I believe that you could improve the software by adding a weighting for each rating that is entered. You might trust one rating category to be more reliable than another and, therefore, rate it higher. That way, in the example you gave, instead of removing SHorPro completely you could leave it in but with a lower rating.

The challenge is then to have a reliable weighting.

Thank you for the feedback, weighting would indeed add another level of accuracy to the software. You can do this to a degree by making the variance on the more important ratings smaller and/or by converting your ratings into impact values so that everything is on the same scale and weighting your ratings before using them in the software.

Would entering the Racing posts T.S. be any advantage

In my experience there is very little value in using the TS as it’s used by so many people that the market has already absorbed it into the odds.

Hi Michael,

thanks for your efforts and detailed explanation. Could you confirm for me if this will work with Australian racing?

Kel

Hi Kel, thank you for your message. The concept will work with Australian racing but unfortunately the software won’t as we don’t have an Australian racing data feed at the moment.

Thanks Michael,

Please keep me on the mailing list for when the software is able to meld with an Australia data feed. For now though, I am I able to import a CSV of Australian data I have on hand to run simulations?

Kel

You can’t import an entire CSV but you can enter the selections manually for each race.

There is no information being downloaded to my copy of Puntology or Monte Carlo Manifest.Are you having server problems ?

We have had a few server issues today. Please restart the software now and it should be working.

Hi there Michael.

Could you tell me please how I can access the ratings dossier?

Much appreciated.

Kind regards, Steve

Hi Steve, you can get access to the Racing Dossier at http://www.racingdossier.co.uk/

Can you explain how you came to the default variance figures. The problem I have with things like this is the variance figures appear to be subjective. Is there a ‘correct’ mathematical way of identifying the variance?

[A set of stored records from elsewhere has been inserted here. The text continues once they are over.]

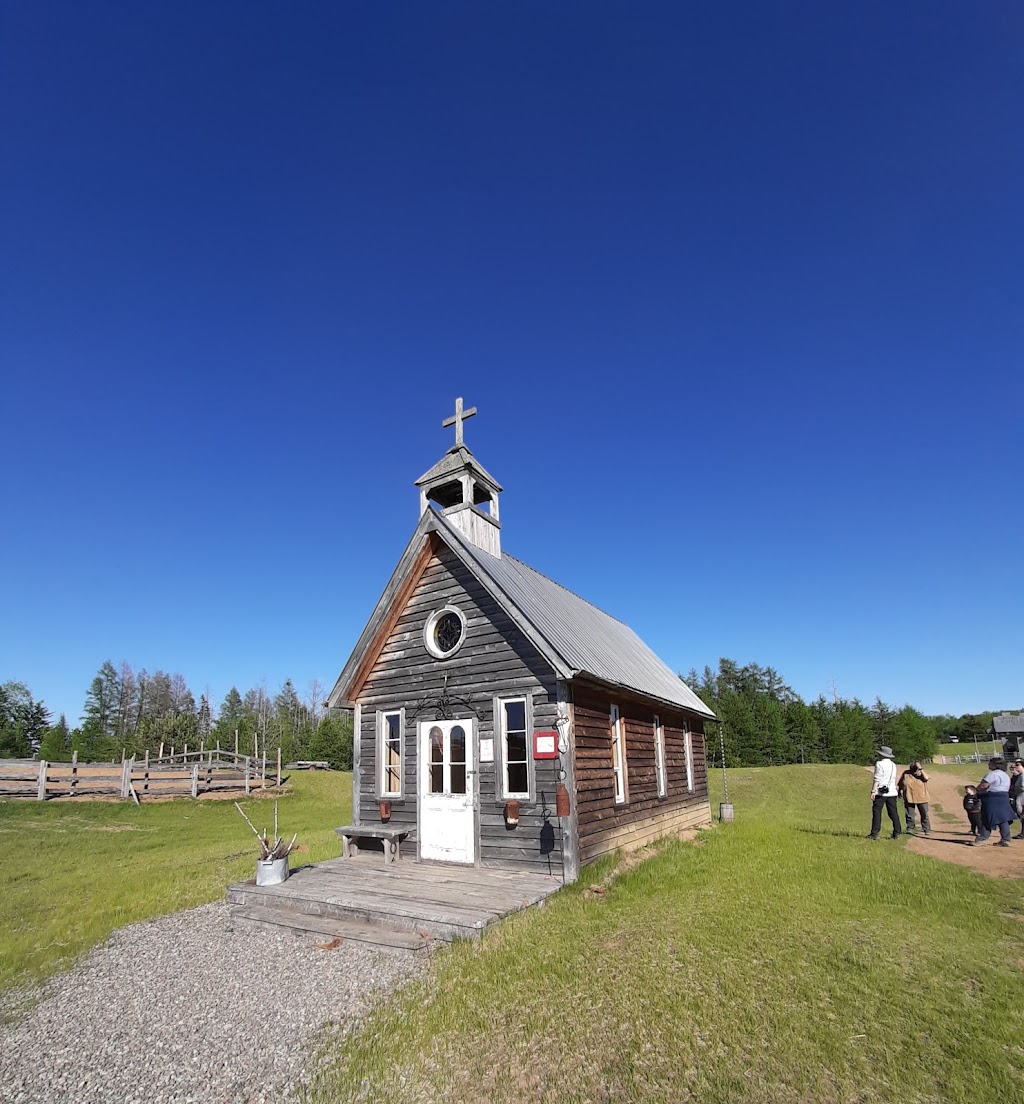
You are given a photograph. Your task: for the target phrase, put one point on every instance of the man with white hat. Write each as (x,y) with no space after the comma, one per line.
(883,793)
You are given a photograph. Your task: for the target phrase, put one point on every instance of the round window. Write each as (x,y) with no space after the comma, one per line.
(445,632)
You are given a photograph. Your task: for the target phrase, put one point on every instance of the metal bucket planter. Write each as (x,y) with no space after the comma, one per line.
(272,871)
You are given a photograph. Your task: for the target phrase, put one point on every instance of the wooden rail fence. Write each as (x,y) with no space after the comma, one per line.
(187,774)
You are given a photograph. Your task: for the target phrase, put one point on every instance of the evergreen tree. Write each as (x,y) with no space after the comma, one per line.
(230,717)
(56,743)
(23,721)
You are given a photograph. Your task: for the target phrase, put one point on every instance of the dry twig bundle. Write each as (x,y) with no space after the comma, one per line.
(267,851)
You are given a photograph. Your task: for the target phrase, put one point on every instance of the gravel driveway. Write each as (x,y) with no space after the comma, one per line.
(183,1008)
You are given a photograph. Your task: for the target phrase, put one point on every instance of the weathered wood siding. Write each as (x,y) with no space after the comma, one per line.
(494,660)
(643,816)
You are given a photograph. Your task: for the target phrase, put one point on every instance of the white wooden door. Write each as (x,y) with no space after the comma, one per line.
(446,791)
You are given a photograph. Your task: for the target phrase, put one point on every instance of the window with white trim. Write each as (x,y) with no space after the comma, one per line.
(390,753)
(689,743)
(618,755)
(514,749)
(660,756)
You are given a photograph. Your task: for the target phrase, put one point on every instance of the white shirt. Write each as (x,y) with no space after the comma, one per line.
(885,775)
(999,782)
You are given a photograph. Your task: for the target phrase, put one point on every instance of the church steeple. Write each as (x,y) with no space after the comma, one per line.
(462,490)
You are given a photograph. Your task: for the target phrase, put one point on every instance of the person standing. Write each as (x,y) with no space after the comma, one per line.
(972,808)
(883,794)
(995,811)
(913,787)
(1016,793)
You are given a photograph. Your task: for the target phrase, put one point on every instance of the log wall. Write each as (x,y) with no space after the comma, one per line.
(605,825)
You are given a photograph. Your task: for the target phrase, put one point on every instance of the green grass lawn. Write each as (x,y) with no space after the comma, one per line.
(76,871)
(782,958)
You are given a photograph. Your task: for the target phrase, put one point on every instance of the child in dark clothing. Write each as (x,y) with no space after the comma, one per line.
(972,808)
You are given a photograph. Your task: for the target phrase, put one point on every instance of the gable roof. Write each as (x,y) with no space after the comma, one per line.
(573,635)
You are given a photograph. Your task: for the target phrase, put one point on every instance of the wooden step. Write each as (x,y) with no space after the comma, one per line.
(446,922)
(327,927)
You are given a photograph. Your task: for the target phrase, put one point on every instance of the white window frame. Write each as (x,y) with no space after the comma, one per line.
(382,747)
(660,757)
(688,742)
(503,792)
(618,755)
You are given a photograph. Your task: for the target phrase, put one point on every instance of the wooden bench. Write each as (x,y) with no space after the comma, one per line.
(392,838)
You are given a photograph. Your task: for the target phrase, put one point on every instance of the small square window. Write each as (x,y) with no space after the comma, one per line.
(390,729)
(514,749)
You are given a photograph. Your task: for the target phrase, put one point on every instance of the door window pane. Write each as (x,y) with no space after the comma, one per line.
(458,760)
(437,761)
(392,753)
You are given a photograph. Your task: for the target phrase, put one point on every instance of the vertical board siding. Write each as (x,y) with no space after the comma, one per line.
(604,825)
(496,660)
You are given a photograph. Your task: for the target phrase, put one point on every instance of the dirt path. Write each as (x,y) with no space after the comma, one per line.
(950,836)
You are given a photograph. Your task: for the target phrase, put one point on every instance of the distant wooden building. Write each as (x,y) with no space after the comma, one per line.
(1009,728)
(503,720)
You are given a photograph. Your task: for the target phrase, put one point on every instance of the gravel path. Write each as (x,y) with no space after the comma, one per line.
(185,1009)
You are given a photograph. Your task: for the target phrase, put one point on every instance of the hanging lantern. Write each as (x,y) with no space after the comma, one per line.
(562,800)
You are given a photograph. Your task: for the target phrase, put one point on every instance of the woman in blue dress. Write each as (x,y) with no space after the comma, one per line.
(995,810)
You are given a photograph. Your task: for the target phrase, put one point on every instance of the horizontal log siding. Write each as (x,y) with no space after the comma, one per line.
(496,660)
(605,826)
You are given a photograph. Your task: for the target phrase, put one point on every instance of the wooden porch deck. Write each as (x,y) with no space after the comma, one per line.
(405,904)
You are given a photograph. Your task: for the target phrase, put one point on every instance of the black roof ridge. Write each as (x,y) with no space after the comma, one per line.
(562,586)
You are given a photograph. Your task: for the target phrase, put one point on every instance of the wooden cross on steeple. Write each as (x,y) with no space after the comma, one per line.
(457,420)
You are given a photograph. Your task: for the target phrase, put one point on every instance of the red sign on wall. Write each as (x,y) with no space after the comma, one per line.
(545,744)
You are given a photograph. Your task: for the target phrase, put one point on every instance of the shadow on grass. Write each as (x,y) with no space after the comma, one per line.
(839,832)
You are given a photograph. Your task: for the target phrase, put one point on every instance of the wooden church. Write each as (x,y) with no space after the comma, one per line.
(500,719)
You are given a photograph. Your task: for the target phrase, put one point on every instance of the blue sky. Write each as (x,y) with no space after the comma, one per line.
(736,289)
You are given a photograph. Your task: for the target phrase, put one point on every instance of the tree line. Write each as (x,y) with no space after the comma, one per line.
(766,723)
(137,712)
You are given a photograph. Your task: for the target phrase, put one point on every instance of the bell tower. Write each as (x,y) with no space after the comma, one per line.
(462,490)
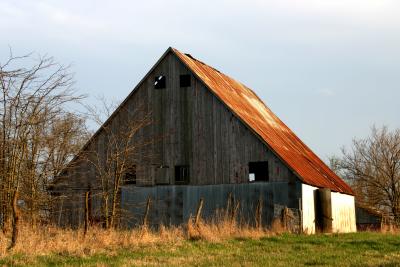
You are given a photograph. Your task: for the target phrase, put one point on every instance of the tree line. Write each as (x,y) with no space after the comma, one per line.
(40,134)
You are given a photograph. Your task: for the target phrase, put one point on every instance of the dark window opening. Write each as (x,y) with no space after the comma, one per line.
(182,174)
(258,171)
(129,176)
(184,80)
(160,82)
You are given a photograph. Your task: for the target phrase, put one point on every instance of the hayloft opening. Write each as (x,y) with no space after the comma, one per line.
(160,82)
(129,176)
(182,174)
(258,171)
(184,80)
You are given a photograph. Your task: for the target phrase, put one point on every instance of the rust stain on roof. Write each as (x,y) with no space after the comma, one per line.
(252,111)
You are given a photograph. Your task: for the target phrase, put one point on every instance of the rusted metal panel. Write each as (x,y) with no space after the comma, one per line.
(249,108)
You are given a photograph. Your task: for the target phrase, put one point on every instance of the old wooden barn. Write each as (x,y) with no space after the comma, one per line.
(200,135)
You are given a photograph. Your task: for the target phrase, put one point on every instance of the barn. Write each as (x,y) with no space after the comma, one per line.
(201,136)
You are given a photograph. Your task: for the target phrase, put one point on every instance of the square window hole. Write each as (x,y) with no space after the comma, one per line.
(160,82)
(184,80)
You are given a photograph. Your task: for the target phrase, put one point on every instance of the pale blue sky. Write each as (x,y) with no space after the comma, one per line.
(328,69)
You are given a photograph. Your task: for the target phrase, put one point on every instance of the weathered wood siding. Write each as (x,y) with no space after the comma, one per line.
(190,127)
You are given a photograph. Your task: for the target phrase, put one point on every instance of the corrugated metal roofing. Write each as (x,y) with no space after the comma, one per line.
(252,111)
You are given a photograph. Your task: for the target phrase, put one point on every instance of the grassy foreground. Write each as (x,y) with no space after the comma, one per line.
(359,249)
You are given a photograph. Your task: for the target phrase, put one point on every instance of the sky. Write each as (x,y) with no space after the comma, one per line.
(329,69)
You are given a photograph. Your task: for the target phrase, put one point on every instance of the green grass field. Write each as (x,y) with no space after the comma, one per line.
(360,249)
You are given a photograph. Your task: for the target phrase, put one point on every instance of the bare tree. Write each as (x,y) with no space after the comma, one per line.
(34,94)
(373,167)
(121,144)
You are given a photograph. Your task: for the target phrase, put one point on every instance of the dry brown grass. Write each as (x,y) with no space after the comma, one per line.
(48,239)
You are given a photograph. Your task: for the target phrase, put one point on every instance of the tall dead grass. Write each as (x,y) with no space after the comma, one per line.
(49,239)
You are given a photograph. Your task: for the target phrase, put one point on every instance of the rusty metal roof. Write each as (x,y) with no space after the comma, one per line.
(249,108)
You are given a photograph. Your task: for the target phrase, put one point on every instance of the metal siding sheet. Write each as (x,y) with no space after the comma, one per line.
(243,102)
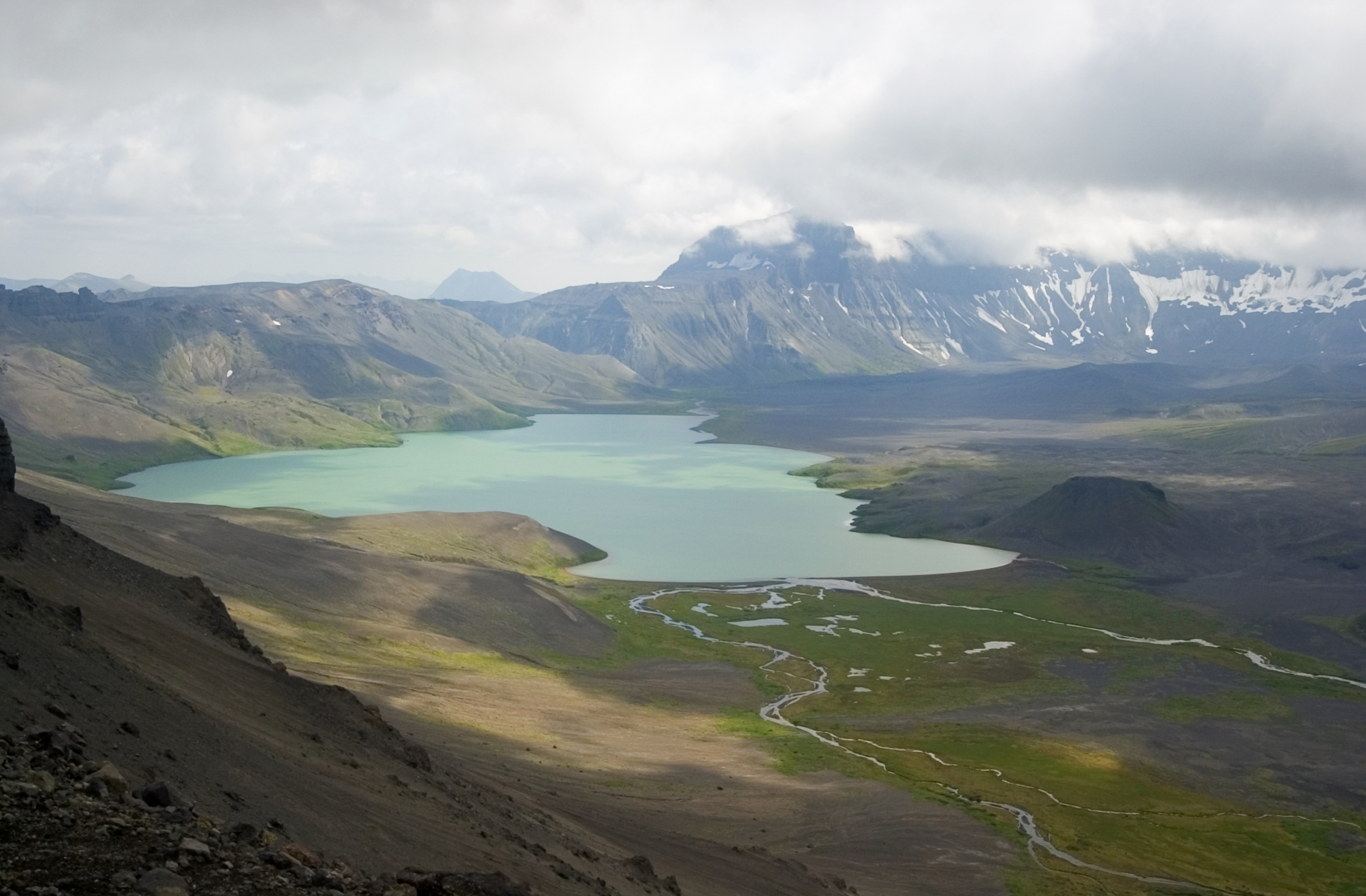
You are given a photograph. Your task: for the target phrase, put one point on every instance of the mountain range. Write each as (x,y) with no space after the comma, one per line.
(94,388)
(820,302)
(80,281)
(479,286)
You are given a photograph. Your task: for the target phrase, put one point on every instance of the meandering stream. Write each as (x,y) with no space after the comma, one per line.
(819,678)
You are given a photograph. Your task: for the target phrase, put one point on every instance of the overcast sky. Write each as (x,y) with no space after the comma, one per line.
(566,143)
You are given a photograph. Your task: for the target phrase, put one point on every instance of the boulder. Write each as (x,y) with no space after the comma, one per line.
(159,796)
(107,779)
(163,883)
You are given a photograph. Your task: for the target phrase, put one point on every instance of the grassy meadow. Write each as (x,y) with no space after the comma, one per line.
(898,672)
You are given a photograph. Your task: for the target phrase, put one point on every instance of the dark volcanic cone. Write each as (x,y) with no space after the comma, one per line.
(1107,518)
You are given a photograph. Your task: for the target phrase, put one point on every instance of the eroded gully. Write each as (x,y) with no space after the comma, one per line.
(801,687)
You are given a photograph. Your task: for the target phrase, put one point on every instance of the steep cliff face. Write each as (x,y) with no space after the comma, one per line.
(6,461)
(820,302)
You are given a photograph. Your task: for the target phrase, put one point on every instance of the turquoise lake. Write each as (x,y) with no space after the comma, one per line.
(664,505)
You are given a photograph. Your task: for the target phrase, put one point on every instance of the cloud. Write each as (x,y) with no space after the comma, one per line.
(563,143)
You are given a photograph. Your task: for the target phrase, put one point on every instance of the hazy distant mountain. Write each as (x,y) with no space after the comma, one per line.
(401,287)
(820,304)
(175,373)
(479,286)
(77,281)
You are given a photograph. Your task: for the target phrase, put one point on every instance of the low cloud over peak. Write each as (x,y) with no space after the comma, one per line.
(587,143)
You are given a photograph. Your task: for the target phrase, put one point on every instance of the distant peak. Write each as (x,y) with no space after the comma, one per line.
(479,286)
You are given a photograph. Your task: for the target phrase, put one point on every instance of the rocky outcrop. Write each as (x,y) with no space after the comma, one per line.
(6,461)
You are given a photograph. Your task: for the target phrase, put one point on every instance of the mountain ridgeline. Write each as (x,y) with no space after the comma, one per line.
(95,388)
(822,304)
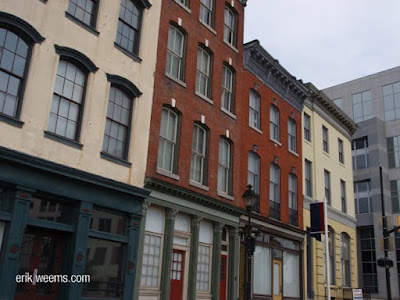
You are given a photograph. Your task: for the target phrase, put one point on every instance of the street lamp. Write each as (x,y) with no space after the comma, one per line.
(249,198)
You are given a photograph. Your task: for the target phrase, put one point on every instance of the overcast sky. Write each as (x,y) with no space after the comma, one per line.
(327,42)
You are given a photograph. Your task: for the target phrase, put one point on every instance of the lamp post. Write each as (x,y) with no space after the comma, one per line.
(249,198)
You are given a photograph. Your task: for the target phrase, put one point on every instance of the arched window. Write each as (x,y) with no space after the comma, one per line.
(274,191)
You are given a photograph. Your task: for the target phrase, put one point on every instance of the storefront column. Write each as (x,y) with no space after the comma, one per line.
(131,259)
(139,261)
(234,253)
(80,241)
(12,245)
(170,215)
(216,265)
(194,250)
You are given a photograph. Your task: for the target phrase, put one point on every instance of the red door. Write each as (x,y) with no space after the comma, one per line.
(222,287)
(41,254)
(177,271)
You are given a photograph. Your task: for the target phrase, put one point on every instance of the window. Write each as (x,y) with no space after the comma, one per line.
(308,177)
(394,191)
(362,106)
(327,177)
(253,175)
(230,26)
(118,123)
(340,148)
(227,100)
(129,25)
(198,163)
(359,149)
(393,145)
(13,71)
(84,10)
(343,195)
(206,12)
(274,191)
(362,197)
(325,139)
(175,53)
(254,110)
(203,75)
(204,257)
(167,147)
(368,259)
(292,135)
(345,239)
(307,127)
(274,123)
(224,166)
(293,199)
(67,104)
(391,101)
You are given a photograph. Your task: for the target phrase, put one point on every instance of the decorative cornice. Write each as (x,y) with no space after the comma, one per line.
(23,27)
(76,56)
(124,83)
(168,188)
(319,97)
(266,68)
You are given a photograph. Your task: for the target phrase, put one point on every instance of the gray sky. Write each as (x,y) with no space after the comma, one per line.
(327,42)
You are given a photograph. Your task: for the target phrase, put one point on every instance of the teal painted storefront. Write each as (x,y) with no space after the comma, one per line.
(93,224)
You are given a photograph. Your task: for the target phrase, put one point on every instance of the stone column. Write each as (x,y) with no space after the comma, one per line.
(139,259)
(234,255)
(170,215)
(194,251)
(216,266)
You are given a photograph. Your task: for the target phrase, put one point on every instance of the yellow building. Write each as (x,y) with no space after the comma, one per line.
(328,172)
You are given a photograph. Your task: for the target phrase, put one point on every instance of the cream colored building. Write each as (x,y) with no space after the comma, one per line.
(327,172)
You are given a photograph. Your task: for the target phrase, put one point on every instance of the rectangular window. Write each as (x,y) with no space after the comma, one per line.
(341,153)
(393,146)
(203,75)
(343,195)
(362,197)
(254,110)
(362,106)
(308,177)
(359,149)
(224,167)
(391,101)
(292,135)
(368,260)
(84,10)
(325,139)
(307,127)
(274,123)
(206,12)
(327,177)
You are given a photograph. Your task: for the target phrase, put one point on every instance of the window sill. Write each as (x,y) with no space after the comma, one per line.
(178,81)
(204,98)
(80,23)
(63,140)
(225,195)
(167,174)
(232,47)
(276,142)
(10,120)
(255,128)
(233,116)
(198,185)
(126,52)
(116,160)
(208,27)
(183,6)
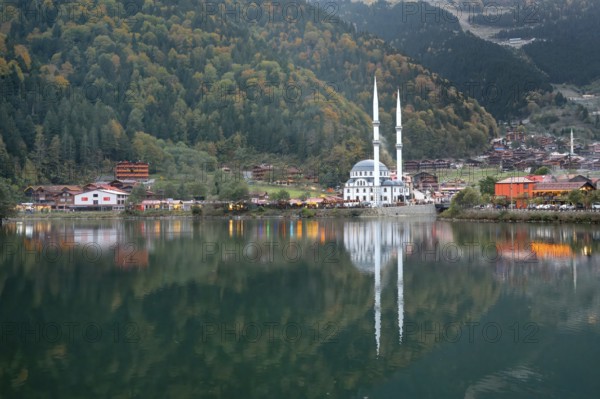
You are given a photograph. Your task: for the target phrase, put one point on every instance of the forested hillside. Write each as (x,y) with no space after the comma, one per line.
(186,83)
(496,76)
(566,40)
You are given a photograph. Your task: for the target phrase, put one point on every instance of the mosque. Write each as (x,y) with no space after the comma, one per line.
(370,180)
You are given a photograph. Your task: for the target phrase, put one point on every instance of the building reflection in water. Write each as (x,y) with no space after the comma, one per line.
(372,247)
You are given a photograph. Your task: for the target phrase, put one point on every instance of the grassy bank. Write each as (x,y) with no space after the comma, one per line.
(523,216)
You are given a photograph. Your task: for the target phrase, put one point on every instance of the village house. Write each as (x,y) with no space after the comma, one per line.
(262,172)
(549,191)
(103,199)
(424,181)
(517,189)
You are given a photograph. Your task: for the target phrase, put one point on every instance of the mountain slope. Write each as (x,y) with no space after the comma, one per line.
(494,75)
(81,86)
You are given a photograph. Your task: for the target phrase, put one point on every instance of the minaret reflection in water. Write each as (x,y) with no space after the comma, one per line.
(372,246)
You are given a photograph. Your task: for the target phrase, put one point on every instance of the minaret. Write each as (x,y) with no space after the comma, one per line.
(398,139)
(376,144)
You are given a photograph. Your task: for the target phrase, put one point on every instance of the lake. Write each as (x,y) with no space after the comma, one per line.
(354,308)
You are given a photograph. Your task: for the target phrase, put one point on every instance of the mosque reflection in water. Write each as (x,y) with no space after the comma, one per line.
(377,281)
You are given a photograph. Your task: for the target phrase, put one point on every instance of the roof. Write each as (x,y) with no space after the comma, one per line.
(110,190)
(566,186)
(393,183)
(54,188)
(513,180)
(367,165)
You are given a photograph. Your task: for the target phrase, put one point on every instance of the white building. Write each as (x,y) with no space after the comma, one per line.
(102,199)
(370,180)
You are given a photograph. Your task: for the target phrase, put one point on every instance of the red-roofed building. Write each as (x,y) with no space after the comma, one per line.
(518,189)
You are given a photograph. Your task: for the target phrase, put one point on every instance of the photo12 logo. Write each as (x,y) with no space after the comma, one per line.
(48,13)
(254,12)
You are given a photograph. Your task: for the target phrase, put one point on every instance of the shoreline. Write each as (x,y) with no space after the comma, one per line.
(303,213)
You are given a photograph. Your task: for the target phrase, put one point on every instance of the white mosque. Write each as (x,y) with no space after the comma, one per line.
(370,180)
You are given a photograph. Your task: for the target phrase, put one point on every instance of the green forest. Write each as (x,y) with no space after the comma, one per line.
(497,77)
(180,84)
(566,40)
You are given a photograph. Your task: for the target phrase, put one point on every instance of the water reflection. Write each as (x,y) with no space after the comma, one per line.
(339,308)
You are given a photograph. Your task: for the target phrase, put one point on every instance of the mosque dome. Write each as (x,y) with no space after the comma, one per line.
(366,168)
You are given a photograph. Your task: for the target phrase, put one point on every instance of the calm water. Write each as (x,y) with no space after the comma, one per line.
(269,308)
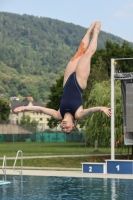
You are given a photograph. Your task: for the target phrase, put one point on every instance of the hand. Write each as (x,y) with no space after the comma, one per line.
(19,109)
(106,110)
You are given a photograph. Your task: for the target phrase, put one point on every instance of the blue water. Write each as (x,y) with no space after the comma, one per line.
(66,188)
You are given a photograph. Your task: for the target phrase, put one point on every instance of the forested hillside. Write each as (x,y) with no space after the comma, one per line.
(34,52)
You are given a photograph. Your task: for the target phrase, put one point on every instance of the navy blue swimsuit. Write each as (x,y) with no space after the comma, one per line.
(72,96)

I.e using standard deviation

We used the average standard deviation to determine the default, but as you say it is quite generic and is much better to work it out on an individual basis. There are a few ways of doing this mathematically, such as standard deviation, but it can also be done subjectively which can be just as effective if you really understand how a rating works.

I have been trialling the Montecarlo software and adding my own ratings and the speed ratings from the racing post. It is a bit time consuming and error prone so is there anyway of cutting and pasting the stats from the RP into the spreadsheet? I have tried but you have to cut and paste the whole race and then it does not match with the columns.

Unfortunately there is no easy way of copying and pasting from the Racing Post website anymore.